At Instructure, we believe in the power of people to grow and succeed throughout their lives. Our goal is to amplify that power by creating intuitive products that simplify learning and personal development, facilitate meaningful relationships, and inspire people to go further in their education and careers.
We do this by giving smart, creative, passionate people opportunities to create awesome. And that's where you come in:
Location: Remote
Department: Engineering
Level: Senior Leadership
Employment Type: Full-time
AI-Forward Role
We are seeking a Director of Data & Analytics Engineering to lead our data platform teams and power decision-making across the company. In this senior leadership position, you will own and evolve our end-to-end data platform—from ingestion and transformation to analytics layers that business teams rely on daily. You’ll oversee Data Engineering (infrastructure, pipelines, reliability) and Analytics Engineering (data models, metrics, self-serve tooling), while championing an AI-first approach to the way we build, operate, and innovate.

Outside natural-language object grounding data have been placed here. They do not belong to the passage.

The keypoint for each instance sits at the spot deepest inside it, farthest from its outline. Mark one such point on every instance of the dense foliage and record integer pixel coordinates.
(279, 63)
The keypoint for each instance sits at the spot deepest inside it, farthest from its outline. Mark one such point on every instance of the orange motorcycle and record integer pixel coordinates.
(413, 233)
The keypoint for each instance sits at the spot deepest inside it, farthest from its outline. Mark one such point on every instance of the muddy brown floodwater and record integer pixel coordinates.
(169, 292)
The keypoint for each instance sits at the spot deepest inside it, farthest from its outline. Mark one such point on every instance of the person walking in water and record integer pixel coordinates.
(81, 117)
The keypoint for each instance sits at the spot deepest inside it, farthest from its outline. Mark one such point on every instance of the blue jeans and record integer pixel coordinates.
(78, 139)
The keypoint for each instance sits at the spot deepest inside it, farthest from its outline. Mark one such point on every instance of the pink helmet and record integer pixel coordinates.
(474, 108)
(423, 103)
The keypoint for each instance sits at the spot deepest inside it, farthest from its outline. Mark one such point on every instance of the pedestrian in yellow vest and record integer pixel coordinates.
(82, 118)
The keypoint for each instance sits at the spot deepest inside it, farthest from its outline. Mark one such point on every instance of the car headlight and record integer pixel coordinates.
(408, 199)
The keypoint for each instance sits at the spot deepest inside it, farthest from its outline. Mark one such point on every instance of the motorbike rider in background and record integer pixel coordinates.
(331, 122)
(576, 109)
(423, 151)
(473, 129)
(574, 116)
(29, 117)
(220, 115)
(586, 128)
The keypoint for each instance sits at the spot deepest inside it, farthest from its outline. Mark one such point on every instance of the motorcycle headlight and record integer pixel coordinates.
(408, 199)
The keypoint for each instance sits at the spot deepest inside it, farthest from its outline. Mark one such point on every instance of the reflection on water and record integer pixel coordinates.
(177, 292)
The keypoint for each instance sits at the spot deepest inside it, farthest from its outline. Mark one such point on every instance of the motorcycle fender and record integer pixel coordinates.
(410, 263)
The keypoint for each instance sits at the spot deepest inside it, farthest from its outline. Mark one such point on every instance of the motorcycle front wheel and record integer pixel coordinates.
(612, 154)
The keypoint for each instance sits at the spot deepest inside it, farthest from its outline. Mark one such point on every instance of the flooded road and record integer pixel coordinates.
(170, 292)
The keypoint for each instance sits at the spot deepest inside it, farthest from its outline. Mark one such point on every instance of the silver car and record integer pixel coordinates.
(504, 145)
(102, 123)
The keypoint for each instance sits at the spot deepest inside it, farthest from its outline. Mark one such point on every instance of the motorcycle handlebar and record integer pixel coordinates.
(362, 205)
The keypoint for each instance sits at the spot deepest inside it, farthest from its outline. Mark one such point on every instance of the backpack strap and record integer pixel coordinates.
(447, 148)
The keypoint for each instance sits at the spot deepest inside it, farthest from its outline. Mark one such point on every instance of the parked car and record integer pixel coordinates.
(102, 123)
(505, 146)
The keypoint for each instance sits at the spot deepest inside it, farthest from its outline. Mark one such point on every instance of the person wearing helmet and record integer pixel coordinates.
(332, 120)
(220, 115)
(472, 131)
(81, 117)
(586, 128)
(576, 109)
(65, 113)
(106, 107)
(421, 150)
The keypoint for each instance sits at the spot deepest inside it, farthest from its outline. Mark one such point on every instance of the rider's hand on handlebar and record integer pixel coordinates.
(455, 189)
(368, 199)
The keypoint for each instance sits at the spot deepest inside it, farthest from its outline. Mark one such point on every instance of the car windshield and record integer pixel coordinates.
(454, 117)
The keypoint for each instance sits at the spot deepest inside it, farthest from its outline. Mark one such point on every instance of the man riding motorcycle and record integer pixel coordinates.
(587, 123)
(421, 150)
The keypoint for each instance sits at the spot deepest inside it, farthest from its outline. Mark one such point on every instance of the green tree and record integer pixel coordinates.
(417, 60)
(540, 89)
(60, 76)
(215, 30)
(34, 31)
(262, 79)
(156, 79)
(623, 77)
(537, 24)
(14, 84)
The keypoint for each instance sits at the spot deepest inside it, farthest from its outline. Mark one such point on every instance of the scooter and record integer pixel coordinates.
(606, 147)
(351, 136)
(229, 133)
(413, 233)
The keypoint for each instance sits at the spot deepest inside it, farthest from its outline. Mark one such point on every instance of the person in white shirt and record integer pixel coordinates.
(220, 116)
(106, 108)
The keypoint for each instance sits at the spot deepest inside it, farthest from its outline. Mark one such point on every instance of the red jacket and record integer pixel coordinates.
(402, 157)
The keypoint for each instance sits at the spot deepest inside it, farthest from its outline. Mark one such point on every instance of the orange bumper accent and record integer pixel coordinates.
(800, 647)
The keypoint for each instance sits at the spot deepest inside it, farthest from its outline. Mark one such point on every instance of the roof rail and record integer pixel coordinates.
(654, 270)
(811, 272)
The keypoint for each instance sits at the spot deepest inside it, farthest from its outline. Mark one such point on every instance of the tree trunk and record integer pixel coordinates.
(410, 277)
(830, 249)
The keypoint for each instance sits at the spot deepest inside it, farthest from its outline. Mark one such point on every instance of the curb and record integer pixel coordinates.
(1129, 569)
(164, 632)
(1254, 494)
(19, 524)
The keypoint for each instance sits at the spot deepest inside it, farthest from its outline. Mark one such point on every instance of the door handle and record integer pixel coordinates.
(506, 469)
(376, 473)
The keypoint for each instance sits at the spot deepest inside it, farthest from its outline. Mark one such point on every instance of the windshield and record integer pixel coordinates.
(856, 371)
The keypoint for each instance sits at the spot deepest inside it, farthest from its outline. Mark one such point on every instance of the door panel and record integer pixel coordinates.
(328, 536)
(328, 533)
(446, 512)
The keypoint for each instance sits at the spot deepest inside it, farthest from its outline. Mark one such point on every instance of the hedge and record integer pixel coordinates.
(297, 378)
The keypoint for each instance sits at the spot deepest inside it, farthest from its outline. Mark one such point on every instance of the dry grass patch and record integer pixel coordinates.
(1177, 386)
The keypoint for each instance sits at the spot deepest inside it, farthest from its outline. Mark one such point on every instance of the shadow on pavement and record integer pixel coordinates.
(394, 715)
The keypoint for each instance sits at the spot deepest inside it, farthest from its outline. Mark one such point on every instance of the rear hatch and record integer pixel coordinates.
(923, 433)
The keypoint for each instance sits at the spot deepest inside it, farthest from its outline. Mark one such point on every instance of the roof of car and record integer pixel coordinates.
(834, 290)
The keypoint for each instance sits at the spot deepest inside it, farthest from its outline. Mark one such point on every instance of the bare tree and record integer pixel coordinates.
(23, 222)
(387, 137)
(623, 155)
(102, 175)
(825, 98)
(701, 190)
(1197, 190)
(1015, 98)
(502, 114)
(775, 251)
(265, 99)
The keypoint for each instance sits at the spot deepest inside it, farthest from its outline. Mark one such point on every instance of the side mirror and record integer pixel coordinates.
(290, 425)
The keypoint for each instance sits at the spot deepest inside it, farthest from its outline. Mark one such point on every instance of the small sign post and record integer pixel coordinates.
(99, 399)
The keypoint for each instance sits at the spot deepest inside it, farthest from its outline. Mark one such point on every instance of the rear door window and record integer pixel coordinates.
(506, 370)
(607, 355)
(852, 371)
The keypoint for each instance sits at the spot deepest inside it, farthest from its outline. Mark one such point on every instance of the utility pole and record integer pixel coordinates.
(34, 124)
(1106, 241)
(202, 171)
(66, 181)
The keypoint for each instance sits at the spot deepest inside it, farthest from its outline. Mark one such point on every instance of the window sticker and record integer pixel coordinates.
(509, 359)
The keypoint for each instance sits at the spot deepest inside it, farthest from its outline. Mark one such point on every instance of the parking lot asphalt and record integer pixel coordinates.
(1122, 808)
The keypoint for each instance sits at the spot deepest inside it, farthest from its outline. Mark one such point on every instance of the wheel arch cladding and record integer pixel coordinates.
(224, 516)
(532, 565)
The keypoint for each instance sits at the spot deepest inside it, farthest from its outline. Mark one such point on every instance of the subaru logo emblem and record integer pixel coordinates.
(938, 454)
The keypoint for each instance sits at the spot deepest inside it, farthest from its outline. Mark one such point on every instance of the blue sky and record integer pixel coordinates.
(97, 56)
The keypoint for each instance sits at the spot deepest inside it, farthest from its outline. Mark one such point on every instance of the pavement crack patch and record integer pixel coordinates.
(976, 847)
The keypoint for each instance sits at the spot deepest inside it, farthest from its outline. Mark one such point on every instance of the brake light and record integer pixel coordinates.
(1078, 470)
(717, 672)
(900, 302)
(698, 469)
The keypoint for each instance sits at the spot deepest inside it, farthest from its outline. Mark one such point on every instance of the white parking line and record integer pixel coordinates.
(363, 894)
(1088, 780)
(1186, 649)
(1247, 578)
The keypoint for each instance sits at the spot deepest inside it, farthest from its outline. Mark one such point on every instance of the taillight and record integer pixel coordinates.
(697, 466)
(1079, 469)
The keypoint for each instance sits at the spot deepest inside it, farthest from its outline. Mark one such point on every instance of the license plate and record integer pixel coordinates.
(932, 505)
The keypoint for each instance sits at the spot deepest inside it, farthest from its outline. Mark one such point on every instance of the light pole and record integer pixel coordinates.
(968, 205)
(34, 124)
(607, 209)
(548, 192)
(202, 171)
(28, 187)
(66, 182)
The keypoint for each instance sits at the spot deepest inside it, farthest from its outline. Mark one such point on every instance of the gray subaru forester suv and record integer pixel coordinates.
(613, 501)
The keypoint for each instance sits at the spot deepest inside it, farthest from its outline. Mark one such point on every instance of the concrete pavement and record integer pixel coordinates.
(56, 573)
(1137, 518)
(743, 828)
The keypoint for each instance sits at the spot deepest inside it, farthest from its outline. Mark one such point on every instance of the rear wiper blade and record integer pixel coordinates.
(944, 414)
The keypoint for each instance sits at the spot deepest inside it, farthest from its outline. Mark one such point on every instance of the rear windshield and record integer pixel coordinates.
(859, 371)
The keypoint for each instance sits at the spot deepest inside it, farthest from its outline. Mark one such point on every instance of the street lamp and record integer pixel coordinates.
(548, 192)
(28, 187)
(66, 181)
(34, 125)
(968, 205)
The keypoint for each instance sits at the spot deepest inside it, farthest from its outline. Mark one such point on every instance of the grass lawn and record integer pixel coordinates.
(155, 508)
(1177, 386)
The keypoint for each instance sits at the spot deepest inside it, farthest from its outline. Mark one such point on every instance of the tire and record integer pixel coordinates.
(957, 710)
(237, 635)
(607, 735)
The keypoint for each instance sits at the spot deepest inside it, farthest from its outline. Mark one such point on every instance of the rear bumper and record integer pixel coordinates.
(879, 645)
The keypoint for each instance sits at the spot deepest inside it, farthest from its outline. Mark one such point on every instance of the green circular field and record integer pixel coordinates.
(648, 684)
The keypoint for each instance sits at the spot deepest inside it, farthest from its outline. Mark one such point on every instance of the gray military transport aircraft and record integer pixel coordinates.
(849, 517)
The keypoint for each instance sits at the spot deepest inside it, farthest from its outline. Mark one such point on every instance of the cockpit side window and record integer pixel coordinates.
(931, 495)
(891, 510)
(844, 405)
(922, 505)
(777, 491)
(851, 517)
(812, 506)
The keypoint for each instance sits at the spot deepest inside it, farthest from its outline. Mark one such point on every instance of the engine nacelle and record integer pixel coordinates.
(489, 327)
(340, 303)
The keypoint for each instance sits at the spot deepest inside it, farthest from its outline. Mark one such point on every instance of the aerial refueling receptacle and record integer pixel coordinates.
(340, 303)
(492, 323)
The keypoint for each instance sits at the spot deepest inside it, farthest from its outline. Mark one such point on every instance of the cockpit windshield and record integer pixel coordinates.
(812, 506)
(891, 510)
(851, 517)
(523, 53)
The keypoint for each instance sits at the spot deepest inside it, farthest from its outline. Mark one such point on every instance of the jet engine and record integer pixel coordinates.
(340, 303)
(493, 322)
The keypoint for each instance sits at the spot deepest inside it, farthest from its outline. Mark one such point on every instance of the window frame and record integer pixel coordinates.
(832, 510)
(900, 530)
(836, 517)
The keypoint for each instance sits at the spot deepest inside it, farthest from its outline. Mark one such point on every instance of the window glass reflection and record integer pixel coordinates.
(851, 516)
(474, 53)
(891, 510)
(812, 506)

Four Pillars of This RolePlatform Leadership: Own the architecture and roadmap for the modern data stack, from source systems through to consumption layers.
Team Building: Hire, grow, and inspire both data engineers and analytics engineers, fostering a culture of quality, curiosity, and ownership.
AI Integration: Embed AI tooling natively into the team’s workflows for build, testing, documentation, and monitoring of our data platform.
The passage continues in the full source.